Les Éditions du Cercle et de la Tête de Feuille viennent de rééditer une étude de Fritz Brupbacher sur la vie de Bakounine. Cet ouvrage est intéressant à plus d’un titre. En effet, outre l’expose des conceptions de Bakounine fait par Brupbacher, l’éditeur a inclus des notes et commentaires de notre camarade Barrué. C’est un livre-débat, et là confrontation des deux auteurs éclaire d’un jour nouveau les théories sociales et révolutionnaires de Bakounine.
Écrite en 1929 – Brupbacher était encore membre de l’Internationale Communiste qu’il devait quitter en 1932 –, l’étude révèle l’ambiguïté profonde de l’opinion de Brupbacher, qui se définissait lui-même comme social-démocrate et anarchiste ; ce qu’il admire et souligne, c’est avant tout la volonté révolutionnaire de Bakounine. Son choix rationnel le porte plutôt vers le marxisme, et surtout le marxisme-léninisme. Et c’est sur ce point précis que porte la critique de Barrué. Celui-ci remet clairement les choses en place. Bakounine est « un syndicaliste révolutionnaire » (page 96). Pour lui, la révolution sociale nécessaire jaillira des organisations de classe – à base économique, syndicale dirions-nous aujourd’hui – dans lesquelles les travailleurs développent, voire acquièrent, la conscience de classe puis la volonté révolutionnaire, la seconde naissant de la première : « … Une fois cette solidarité économique sérieusement acceptée et bien établie, elle produit tout le reste – tous les principes les plus sublimes et les plus subversifs de l’Internationale, les plus destructifs de la religion, du droit juridique et de l’État, de l’autorité tant divine qu’humaine, les plus révolutionnaires en un mot, au point de vue socialiste, n’étant rien que les développements naturels, nécessaires, de cette solidarité économique » (Protestations de l’Alliance, cité page 112).
Brupbacher évite d’ailleurs le débat ; nulle part, il ne compare ce qui fait la démarche militante essentielle du syndicalisme révolutionnaire et de l’anarcho-syndicalisme – la volonté révolutionnaire des travailleurs jaillissant de la lutte quotidienne contre le capitalisme et l’État, ou ne naissant pas, par un changement de la quantité en qualité – à la théorie fondamentale du léninisme qui considère que la conscience révolutionnaire doit être importée de l’extérieur du prolétariat et de ses luttes par des intellectuels détenteurs de la science.
Sur le sujet très important de l’organisation, Brupbacher se range du côté du centralisme.
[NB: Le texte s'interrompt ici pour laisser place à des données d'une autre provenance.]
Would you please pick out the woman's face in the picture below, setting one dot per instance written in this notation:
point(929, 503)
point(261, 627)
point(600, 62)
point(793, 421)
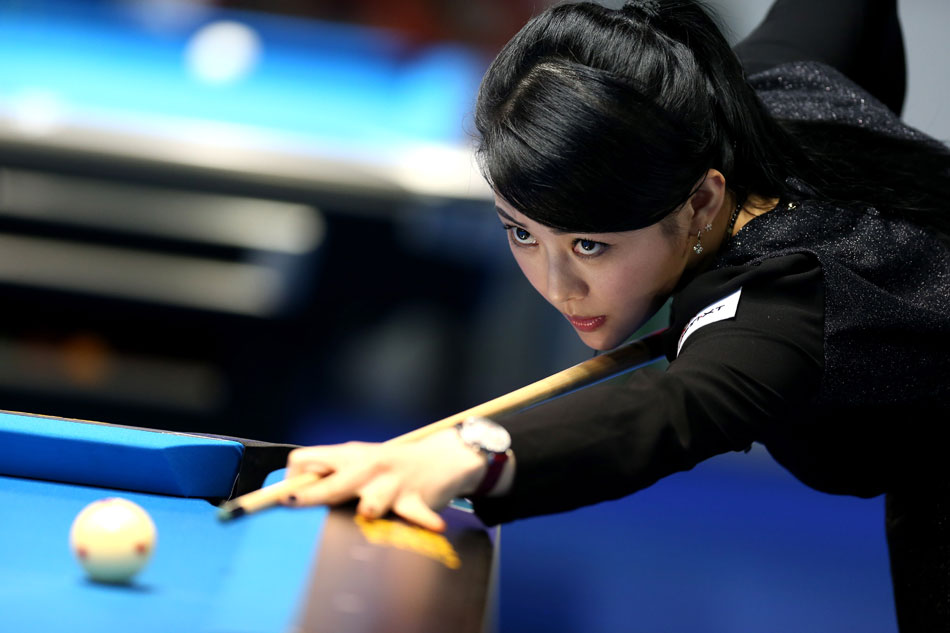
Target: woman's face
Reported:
point(605, 284)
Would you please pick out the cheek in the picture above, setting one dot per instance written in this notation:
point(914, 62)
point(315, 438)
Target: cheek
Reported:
point(529, 268)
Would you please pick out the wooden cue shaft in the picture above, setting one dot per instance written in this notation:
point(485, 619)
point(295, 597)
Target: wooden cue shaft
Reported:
point(585, 373)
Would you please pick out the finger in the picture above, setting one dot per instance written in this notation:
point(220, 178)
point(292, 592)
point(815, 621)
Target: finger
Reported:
point(377, 496)
point(338, 487)
point(412, 508)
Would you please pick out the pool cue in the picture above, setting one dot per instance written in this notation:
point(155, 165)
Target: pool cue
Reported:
point(616, 361)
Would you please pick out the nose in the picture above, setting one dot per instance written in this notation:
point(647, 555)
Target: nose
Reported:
point(564, 283)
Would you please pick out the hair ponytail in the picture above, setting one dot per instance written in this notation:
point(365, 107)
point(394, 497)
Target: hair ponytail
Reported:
point(598, 120)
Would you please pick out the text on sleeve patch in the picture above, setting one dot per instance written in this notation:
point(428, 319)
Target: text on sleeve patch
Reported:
point(720, 310)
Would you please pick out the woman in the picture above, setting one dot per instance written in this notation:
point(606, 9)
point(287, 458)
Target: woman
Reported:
point(799, 227)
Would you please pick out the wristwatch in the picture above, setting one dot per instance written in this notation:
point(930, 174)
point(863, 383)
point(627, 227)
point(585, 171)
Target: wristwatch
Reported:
point(491, 440)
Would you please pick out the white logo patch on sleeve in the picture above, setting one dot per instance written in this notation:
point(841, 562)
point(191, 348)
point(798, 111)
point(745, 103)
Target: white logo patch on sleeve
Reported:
point(720, 310)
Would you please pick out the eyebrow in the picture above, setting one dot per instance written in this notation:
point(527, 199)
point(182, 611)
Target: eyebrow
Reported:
point(502, 213)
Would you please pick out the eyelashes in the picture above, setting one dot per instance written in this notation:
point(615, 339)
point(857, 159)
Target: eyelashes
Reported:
point(521, 237)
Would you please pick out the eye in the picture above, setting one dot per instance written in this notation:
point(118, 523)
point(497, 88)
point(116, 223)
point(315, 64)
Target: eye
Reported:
point(589, 248)
point(520, 236)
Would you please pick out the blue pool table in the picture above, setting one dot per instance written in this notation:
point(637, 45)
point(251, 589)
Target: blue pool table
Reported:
point(308, 569)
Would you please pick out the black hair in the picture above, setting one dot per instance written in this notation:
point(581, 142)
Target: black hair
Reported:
point(598, 120)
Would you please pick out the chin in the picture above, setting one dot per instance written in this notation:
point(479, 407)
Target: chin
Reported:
point(600, 342)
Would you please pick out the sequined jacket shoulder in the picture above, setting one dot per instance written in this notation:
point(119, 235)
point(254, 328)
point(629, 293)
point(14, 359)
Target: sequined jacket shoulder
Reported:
point(887, 281)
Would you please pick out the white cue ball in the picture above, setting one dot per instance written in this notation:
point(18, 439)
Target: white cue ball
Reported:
point(113, 539)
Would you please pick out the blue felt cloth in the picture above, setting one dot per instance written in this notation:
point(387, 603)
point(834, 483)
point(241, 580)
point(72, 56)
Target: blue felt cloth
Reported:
point(243, 576)
point(117, 457)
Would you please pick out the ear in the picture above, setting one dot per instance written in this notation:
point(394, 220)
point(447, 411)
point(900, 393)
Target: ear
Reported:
point(706, 201)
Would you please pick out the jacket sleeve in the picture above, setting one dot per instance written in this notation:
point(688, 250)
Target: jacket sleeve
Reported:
point(731, 381)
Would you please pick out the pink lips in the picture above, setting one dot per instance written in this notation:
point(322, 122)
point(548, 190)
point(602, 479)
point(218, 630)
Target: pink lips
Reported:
point(587, 324)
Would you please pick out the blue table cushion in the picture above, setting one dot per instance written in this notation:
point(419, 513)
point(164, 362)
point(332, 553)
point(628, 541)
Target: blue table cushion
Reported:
point(117, 457)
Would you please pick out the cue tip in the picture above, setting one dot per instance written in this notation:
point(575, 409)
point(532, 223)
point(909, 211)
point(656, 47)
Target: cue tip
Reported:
point(226, 513)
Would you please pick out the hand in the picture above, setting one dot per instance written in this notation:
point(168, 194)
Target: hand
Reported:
point(412, 479)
Cette forme organisationnelle séduit son esprit systématique, et il ignore les enseignements de l’histoire, à savoir que les Internationales ouvrières n’ont été viables que sous une forme fédérative ; aussitôt qu’une tentative de centralisme fut tentée – avec ses excès et ses décisions ignorant les conditions particulières de chaque contrée du monde –, l’Internationale éclata, ce qui est même vrai pour la fantomatique IVe Internationale trotskyste, coupée en au moins trois tronçons. Au contraire, les formes d’organisations fédératives de Bakounine qui maintiennent la souplesse nécessaire des sections nationales et la coordination au niveau mondial sont la synthèse entre efficacité et démocratie.
Disons à la décharge de Brupbacher qu’il pouvait encore croire en 1929 avec beaucoup de bonne volonté – à la réussite révolutionnaire de la IIIe Internationale.
On voit que la confrontation Brupbacher-Barrué sur la vie de Bakounine cerne ce qui est toujours le débat théorique et pratique du mouvement révolutionnaire. En ces temps de renouveau du mouvement révolutionnaire, tous les camarades, et surtout les jeunes militants, liront avec profit cet ouvrage.